Fix iterable resolution, prefer iterator overloads (#25679)

This fixes type resolution for `iterable[T]`.

I want to proceed with RFC
[#562](https://github.com/nim-lang/RFCs/issues/562) and this is the main
blocker for composability.

Fixes #22098 and, arguably, #19206

```nim
import std/strutils

template collect[T](it: iterable[T]): seq[T] =
  block:
    var res: seq[T] = @[]
    for x in it:
      res.add x
    res

const text = "a b c d"

let words = text.split.collect()
doAssert words == @[ "a", "b", "c", "d" ]
```

In cases like `strutils.split`, where both proc and iterator overload
exists, the compiler resolves to the `func` overload causing a type
mismatch.

The old mode resolved `text.split` to `seq[string]` before the
surrounding `iterable[T]` requirement was applied, so the argument no
longer matched this template.

It should be noted that, compared to older sequtils templates,
composable chains based on `iterable[T]` require an iterator-producing
expression, e.g. `"foo".items.iterableTmpl()` rather than just
`"foo".iterableTmpl()`. This is actually desirable: it keeps the
iteration boundary explicit and makes iterable-driven templates
intentionally not directly interchangeable with older
untyped/loosely-typed templates like those in `sequtils`, whose internal
iterator setup we have zero control over (e.g. hard-coding adapters like
`items`).

Also, I noticed in `semstmts` that anonymous iterators are always
`closure`, which is not that surprising if you think about it, but still
I added a paragraph to the manual.

Regarding implementation:

From what I gathered, the root cause is that `semOpAux` eagerly
pre-types all arguments with plain flags before overload resolution
begins, so by the time `prepareOperand` processes `split` against the
`iterable[T]`, the wrong overload has already won.

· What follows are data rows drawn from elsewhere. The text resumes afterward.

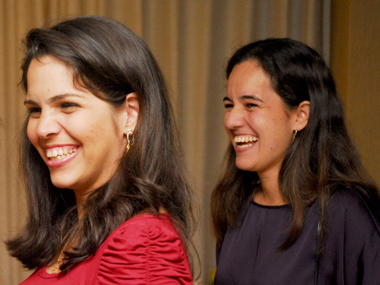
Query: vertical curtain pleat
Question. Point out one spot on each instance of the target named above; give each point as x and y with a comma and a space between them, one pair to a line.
192, 41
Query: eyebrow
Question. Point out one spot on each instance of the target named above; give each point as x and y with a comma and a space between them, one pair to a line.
244, 97
54, 98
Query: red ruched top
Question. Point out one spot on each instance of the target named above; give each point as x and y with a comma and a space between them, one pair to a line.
146, 249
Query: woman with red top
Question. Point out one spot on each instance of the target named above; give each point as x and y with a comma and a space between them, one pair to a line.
107, 198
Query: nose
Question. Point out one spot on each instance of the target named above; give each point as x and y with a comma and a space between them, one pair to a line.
47, 126
234, 118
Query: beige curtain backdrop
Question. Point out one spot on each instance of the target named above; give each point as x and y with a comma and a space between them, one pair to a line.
192, 40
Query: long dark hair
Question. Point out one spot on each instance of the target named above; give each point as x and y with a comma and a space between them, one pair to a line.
111, 61
321, 158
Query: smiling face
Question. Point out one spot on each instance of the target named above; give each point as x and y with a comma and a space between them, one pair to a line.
80, 137
257, 121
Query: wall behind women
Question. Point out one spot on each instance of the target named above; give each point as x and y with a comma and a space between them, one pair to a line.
355, 62
192, 40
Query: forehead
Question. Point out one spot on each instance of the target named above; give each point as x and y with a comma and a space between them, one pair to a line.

The fix touches a few places:

- `prepareOperand` in `sigmatch.nim`:
When `formal.kind == tyIterable` and the argument was already typed as
something else, it's re-semchecked with the
`efPreferIteratorForIterable` flag. The recheck is limited to direct
calls (`a[0].kind in {nkIdent, nkAccQuoted, nkSym, nkOpenSym}`) to avoid
recursing through `semIndirectOp`/`semOpAux` again.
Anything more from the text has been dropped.